Some folks asked me to translate my latest column for the Dutch Financial Times. This is a somewhat expanded version of the column.
After the Brexit vote, politicians, businesses and citizens are all wondering what’s next. In general legal uncertainty permeates the Brexit, but in the world of bits and bytes Brussels and London have in fact been on a collision course at least since the 90s. And the new British prime minister Theresa May has been personally responsible a deepening divide across the North Sea on data and communication policy. While EU citizens will see stronger privacy and cybersecurity protections through EU law after the Brexit, multinational companies should be particularly worried about how future regulation will treat the loads of data they traffic about customers, employees and deals between the EU and the UK.
The UK have frustrated European privacy and cyber security policy for decades. In my recently published book Securing Private Communications, I describe how the UK blocked a visionary EU Council Decision on Information Security in 1990. In 1997, the Brits deleted end-to-end encryption requirements for telecommunications providers from the predecessor of the current E-Privacy Directive. Since 2012, London structurally sought to obstruct and delay the legislative process of the new EU General Data Protection Regulation and the Network and Information Security Directive. On data and communications policy, the EU and the UK have always been strange bedfellows.
On a deeper level, the EU and Britain fundamentally disagree about the value of human rights in policymaking. Actually, a vast body of European human rights jurisprudence originates in proceedings against British legal initiatives or launched by British citizens against their own government – especially with regard to privacy. A case in point is the famous 2008 ‘Liberty’-ruling of the Strasbourg Court of Human Rights on mass surveillance by British intelligence services of all Northern Irish citizens.
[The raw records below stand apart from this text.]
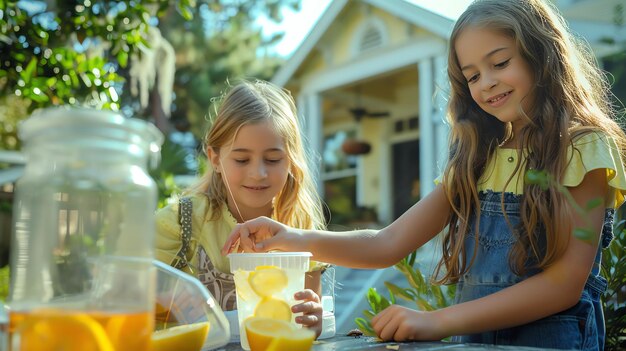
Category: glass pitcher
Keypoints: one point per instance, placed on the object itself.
(83, 233)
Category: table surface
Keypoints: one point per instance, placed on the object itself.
(372, 344)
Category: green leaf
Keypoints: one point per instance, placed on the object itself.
(29, 71)
(365, 326)
(593, 203)
(184, 11)
(122, 58)
(400, 292)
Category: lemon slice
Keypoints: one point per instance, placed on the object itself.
(270, 307)
(188, 337)
(297, 339)
(63, 331)
(267, 280)
(262, 331)
(244, 291)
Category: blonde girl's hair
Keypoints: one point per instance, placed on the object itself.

In 2014 the Luxembourg EU court demolished the EU Data Retention Directive, the controversial surveillance measure launched by former Prime Minister and EU President Tony Blair in 2006, upon the request of then US President George W. Bush. The monumental ruling created a crucial precedent for the widely covered dismissal in 2015 of the Safe Harbor datadeal between the EU and the US by the EU Court.
Although The UK is legally bound by European judgements, the concept of a powerful and continental human rights court apparently amounts to an indigestible oxymoron for any conservative Briton. Indeed, as Justice Minister, the brand new Prime Minister Theresa May launched the Investigatory Powers Bill, draconian surveillance legislation next to which the EU Data Retention Directive, demolished by the EU Court, pales in comparison. Rather than comply with European court rulings, Theresa May repeatedly campaigned for leaving European human rights treaties altogether. While she weakened her tone in recent weeks to safeguard support for her new job, even the posh Foreign Policy magazine recently dubbed May Britain’s new Snooper-in-Chief.
The Brexit brings good news for Europeans that value privacy and freedom: the EU’s data and communications policy will no longer be influenced by Perfide Albion. But for entrepreneurs and especially multinationals, the Brexit is a potential nightmare. The crucial question is whether the European Commission will grant the UK the label of ‘adequate level of protection for European data’. Norway, for example, goes to great lengths to comply with EU legislation, so no data transfer restrictions exist and as a perk Norway sits in with the European meetings of national Data Protection Agencies. But national policies in the UK tend towards the US approach to data protection, and the US structurally fails to provide adequate data protection according to the EU Court. Many argue that the new datadeal between the EU and the US, the so-called ‘Privacy Shield’, still doesn’t meet those standards. Law firms, such as the one I work for, advise multinationals not to rely solely on the new datadeal for their global data transfers.
If the UK fails to meet the test of adequacy, the legal basis of data transfers across the North Sea of most companies evaporates. All cloud and data contracts of multinational organizations must be reviewed and revised. Data-intensive businesses are likely to move shop, settle within the EU, and bid a farewell to the Old Country.
After the Brexit, the superficial data marriage between the strange bedfellows across the North Sea will no longer be bound by treaty. While Snowden’s disclosures still echo across EU policy theatres, Britain’s new Snooper-in-Chief and multinationals will throw all money, power and counselling at their disposal towards saving the data marriage between the EU and the UK. Even if the economic stakes are humungous, over the last decades deep political and constitutional developments have rather been pushing the EU and the UK towards a data divorce.